In the early days of the Neo-Sepcan Empire, an aristocracy comprising entirely of Sepcans known as the thoming ('high name', origin of the Vitrian term tomin) was fundamental to the Empire, comprising the most powerful Sepcan clans whose armies and wealth formed the bulk of the new Empire's strength, and carried out much of its early campaigns. After the incorporation of Vitrians and conquest of the Zasem river valley, the non-Sepcan local lordships of those areas retained their authority, but at the highest level the thoming nobility remained the most important and powerful. Emperor Mukemilaym began permanently entrenching the Sepcan nobles as an administrative class in 30 BCE by granting them substantial control over formerly non-Sepcan domains, empowering them further.

This system expanded into a matured practice of sualny after the conquest of the ??? Empire and several other successes in the 1st century CE which saw the Neo-Sepcan Empire double its territory and find even more prosperous regions under its control. Most of these conquests were granted to members of the Vitrian-dominated soldier and bureaucratic class, who then ascended tremendously. This policy was practiced by the throne perhaps to control and counter the traditional thoming, and also possibly due to Vitrian officers being generally more capable in both military and administrative matters, having been the main group with such experience since the maturation of the Empire. A both political and religious consecration of the Vitrian generals' authority over former ??? lands ensured them hereditary and unchallenged control of very productive lands. These rewarded generals were essentially the ancestors of the modern nobility.

Although conflicts plagued the new conquests well into the 4th century, once rule of those areas stabilized southern West Borea became a powerhouse and correspondingly the Vitrian nobles who controlled them gained unprecedented influence in the imperial court, and eclipsed the Sepcan aristocracy. Well before a Vitrian became Sepcan Emperor, Vitrian nobles had became the predominant group in Neo-Sepcan politics.

The social order with which the nobles endured with contempt came to an end with the Panoles plague, which destroyed the basis of much of Bibliocratic institutions.
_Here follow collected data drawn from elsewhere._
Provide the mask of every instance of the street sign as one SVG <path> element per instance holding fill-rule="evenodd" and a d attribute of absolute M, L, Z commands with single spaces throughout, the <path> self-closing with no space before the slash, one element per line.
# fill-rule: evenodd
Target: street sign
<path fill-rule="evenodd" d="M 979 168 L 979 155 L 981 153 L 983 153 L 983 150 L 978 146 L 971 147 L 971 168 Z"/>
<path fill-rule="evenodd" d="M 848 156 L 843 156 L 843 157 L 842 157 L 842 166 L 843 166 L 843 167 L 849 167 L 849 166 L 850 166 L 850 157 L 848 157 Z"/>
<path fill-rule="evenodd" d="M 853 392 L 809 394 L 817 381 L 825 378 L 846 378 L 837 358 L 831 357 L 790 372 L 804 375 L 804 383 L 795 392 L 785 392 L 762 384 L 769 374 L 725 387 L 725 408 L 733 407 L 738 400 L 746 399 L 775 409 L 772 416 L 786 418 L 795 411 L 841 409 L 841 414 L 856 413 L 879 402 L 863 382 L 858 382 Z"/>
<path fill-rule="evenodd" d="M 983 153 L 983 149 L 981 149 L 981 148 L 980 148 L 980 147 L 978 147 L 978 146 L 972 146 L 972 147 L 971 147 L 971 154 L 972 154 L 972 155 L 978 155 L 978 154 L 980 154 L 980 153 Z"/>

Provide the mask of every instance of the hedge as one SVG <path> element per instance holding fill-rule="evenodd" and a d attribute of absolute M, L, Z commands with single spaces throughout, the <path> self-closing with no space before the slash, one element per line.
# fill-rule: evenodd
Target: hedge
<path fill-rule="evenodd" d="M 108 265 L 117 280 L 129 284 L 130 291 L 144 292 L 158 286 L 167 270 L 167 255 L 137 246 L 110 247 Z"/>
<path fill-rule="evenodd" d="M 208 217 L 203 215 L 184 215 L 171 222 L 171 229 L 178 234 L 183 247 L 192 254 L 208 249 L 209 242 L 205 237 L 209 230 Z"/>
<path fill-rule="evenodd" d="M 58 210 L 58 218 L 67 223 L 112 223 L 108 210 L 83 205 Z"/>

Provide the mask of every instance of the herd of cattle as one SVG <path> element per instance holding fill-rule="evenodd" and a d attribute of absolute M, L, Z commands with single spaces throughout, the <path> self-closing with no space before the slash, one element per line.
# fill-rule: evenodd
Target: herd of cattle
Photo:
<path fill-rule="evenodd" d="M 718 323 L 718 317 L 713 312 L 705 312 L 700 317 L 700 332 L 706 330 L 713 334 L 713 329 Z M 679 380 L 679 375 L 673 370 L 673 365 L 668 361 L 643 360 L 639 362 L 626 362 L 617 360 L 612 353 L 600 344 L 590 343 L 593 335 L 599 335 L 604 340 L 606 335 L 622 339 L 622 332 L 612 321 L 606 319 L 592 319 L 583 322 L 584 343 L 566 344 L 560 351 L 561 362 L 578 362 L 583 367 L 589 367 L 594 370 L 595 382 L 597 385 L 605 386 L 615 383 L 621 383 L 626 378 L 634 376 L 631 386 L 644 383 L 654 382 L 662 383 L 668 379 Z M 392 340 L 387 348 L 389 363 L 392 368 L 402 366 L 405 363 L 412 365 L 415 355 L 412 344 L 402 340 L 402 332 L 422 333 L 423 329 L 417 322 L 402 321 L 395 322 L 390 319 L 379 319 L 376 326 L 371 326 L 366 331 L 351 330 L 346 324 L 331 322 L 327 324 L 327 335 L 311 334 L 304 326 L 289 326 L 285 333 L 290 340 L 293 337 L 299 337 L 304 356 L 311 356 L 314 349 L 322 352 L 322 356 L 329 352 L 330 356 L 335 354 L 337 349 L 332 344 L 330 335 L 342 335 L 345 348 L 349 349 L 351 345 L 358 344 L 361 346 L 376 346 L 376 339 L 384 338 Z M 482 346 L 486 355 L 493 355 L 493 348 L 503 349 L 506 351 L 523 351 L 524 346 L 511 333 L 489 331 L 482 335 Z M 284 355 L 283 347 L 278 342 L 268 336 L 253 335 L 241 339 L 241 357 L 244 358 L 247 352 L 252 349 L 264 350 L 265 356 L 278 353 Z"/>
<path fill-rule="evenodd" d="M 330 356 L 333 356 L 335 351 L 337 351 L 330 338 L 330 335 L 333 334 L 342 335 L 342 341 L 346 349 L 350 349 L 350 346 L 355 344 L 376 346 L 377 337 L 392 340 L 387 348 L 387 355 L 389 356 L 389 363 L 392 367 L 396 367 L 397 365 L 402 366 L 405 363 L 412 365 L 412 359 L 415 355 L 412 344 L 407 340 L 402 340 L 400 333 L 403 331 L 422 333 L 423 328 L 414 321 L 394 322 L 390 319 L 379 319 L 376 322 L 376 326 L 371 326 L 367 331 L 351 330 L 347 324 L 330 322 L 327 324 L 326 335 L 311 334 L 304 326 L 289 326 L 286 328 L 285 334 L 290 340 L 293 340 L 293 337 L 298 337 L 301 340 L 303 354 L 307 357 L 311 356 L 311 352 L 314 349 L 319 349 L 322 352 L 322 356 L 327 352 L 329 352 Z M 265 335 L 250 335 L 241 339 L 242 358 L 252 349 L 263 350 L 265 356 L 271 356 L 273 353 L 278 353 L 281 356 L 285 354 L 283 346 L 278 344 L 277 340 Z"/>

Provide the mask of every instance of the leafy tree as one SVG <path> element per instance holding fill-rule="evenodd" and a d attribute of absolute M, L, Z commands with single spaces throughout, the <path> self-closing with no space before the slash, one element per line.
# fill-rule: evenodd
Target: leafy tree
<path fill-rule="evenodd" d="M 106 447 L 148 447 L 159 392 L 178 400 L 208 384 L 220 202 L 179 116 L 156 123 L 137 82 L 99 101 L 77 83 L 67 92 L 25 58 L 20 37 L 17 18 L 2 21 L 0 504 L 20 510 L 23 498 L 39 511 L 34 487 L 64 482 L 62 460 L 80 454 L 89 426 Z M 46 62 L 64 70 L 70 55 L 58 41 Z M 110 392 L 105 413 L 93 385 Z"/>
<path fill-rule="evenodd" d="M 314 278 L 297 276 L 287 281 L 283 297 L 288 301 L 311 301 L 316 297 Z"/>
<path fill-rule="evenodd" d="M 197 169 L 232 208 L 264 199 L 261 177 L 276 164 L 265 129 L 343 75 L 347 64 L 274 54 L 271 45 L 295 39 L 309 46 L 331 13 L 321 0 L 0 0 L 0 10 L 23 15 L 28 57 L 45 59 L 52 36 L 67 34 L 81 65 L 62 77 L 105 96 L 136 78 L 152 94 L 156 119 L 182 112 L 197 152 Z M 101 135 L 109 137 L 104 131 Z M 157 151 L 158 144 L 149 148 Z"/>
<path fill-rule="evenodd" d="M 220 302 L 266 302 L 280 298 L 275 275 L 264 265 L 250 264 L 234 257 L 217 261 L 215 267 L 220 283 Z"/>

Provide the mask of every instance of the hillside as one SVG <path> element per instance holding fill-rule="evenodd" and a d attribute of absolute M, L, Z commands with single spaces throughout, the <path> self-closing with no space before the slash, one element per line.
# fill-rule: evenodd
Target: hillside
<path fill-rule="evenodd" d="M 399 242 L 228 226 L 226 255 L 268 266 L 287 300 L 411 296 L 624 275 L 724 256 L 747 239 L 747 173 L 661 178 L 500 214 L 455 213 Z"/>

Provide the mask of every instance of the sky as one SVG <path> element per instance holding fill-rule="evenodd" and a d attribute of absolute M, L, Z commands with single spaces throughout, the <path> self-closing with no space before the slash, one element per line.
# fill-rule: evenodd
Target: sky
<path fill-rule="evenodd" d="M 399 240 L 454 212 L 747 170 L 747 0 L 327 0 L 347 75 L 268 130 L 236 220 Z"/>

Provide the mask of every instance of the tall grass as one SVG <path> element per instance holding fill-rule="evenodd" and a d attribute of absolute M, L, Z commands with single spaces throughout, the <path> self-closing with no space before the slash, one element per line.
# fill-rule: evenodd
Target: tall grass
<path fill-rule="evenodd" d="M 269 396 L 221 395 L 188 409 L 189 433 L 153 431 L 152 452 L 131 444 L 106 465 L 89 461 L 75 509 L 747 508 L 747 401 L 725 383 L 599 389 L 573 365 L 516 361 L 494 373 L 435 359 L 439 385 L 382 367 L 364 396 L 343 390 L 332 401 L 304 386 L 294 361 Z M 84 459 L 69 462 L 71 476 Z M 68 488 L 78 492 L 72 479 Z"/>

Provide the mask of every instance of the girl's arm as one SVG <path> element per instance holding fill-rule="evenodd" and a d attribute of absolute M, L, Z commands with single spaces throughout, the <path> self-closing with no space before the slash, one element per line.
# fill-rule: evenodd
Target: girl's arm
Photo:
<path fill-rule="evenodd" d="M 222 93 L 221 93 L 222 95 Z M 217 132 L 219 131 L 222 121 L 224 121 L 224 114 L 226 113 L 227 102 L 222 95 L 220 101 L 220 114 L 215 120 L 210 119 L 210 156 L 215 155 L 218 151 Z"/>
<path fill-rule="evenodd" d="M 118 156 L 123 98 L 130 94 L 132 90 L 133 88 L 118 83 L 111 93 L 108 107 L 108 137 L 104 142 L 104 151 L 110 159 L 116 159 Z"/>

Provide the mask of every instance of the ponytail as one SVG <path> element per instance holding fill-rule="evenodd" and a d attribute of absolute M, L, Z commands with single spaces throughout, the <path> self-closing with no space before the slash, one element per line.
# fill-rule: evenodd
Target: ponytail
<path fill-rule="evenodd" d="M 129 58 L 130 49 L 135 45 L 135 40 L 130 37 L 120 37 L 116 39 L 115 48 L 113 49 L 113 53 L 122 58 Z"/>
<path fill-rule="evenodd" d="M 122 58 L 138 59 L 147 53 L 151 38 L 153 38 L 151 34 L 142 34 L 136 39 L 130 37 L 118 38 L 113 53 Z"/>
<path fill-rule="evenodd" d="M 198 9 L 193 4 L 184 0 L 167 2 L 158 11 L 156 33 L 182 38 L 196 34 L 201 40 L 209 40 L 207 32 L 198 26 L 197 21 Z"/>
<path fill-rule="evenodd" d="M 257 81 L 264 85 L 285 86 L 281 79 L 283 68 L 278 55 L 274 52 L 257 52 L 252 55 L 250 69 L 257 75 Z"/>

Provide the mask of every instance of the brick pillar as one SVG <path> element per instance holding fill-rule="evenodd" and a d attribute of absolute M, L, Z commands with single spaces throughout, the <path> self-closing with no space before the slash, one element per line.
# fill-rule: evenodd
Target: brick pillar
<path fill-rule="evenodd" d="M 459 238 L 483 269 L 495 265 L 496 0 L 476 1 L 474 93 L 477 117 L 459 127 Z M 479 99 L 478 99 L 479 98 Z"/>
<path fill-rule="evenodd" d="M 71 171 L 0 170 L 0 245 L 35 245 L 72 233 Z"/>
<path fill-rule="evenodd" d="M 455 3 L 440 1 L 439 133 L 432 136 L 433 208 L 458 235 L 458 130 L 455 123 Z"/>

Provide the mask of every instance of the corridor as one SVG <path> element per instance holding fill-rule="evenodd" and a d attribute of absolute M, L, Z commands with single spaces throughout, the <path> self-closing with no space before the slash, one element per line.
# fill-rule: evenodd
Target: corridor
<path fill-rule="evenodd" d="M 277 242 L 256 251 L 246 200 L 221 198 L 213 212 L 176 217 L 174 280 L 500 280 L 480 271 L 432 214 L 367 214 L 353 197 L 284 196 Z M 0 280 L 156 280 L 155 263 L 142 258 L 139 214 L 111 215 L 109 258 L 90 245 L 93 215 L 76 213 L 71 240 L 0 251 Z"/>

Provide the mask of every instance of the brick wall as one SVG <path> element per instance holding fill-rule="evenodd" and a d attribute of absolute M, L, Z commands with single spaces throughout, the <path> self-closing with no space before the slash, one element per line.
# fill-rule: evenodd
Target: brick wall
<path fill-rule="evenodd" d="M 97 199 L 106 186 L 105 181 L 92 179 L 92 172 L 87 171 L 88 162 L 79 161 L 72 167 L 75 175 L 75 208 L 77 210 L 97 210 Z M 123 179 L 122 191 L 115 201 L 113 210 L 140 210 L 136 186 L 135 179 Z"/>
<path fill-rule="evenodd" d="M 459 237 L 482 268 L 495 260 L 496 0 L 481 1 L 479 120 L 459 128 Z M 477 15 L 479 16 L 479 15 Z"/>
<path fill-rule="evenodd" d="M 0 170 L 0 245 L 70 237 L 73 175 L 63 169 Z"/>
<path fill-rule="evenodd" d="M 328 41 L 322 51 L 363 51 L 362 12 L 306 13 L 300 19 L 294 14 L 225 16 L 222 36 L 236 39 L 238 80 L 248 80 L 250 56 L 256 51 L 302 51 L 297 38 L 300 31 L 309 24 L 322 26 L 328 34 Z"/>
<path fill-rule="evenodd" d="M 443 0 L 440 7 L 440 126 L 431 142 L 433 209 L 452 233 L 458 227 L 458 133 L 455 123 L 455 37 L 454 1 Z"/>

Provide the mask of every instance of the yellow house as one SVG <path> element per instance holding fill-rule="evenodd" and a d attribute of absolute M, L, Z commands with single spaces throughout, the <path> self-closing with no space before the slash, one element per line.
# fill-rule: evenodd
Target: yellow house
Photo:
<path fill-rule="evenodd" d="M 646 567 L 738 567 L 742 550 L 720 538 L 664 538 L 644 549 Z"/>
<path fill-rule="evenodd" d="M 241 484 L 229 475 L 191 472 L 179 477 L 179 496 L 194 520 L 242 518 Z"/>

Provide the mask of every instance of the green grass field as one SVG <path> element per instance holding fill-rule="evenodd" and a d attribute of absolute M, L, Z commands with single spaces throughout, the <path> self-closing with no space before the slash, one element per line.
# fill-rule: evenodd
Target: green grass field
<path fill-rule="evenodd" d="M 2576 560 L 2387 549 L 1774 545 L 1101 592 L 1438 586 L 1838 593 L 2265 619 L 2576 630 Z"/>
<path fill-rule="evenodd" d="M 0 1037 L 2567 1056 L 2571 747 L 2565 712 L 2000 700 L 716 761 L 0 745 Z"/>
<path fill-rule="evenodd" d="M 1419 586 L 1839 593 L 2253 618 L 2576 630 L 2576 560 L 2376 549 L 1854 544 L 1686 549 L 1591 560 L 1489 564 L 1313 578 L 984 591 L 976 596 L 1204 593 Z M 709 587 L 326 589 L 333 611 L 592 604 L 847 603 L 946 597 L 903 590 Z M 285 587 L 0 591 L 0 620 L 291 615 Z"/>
This was followed by a mass revolt of disgruntled peasants in Razaria who converted to Costeny and were intent on demolishing Tastanic ecclesiarchy for good, initiating the Cositene expansion. Such religious rebellions threatened to spread throughout the ravaged West Borea, and what remained of the nobility could sense that although the grasp of the church had dissipated, their own position would too be threatened. Ostromysl, a Zesmynian nobleman, exemplarily converted to Costeny and campaigned against Tastanists in the Zasem valley; he was emulated by much of the region's nobility, mainly to preserve their own statuses as much as to join in on the destruction of the Bibliocracy. 'Convert-empires' would come to dominate Costenized West Borea.

  • conflict with clergy
  • Repression by centralization
  • modern transformation

Titles

Below is a list of West Borean noble titles in descending order of importance and honor.

  • Duke (praporovode): the highest noble title used, literally translates to 'banner-lord'. Duchies were typically the largest of internal divisions.
  • Voivode
  • Hemev: from the older Sepcan title hemphu, or 'lord'.
  • Count (bavfjen): from Sepcan title meaning 'head of army'.
  • Despot: Inherited from ??? titles - often equivalent to Count.
  • Župan: Often equivalent to Count.
  • Viscount (bavkvoj): from Sepcan title meaning 'head of wing [military unit]'.
  • Baron (kamraj): from Sepcan title originally equivalent to a village head.
  • Presbyter (presvitar): Inherited from ??? title (literally means 'elder'), typically landless.
  • Honorable: Common landless title.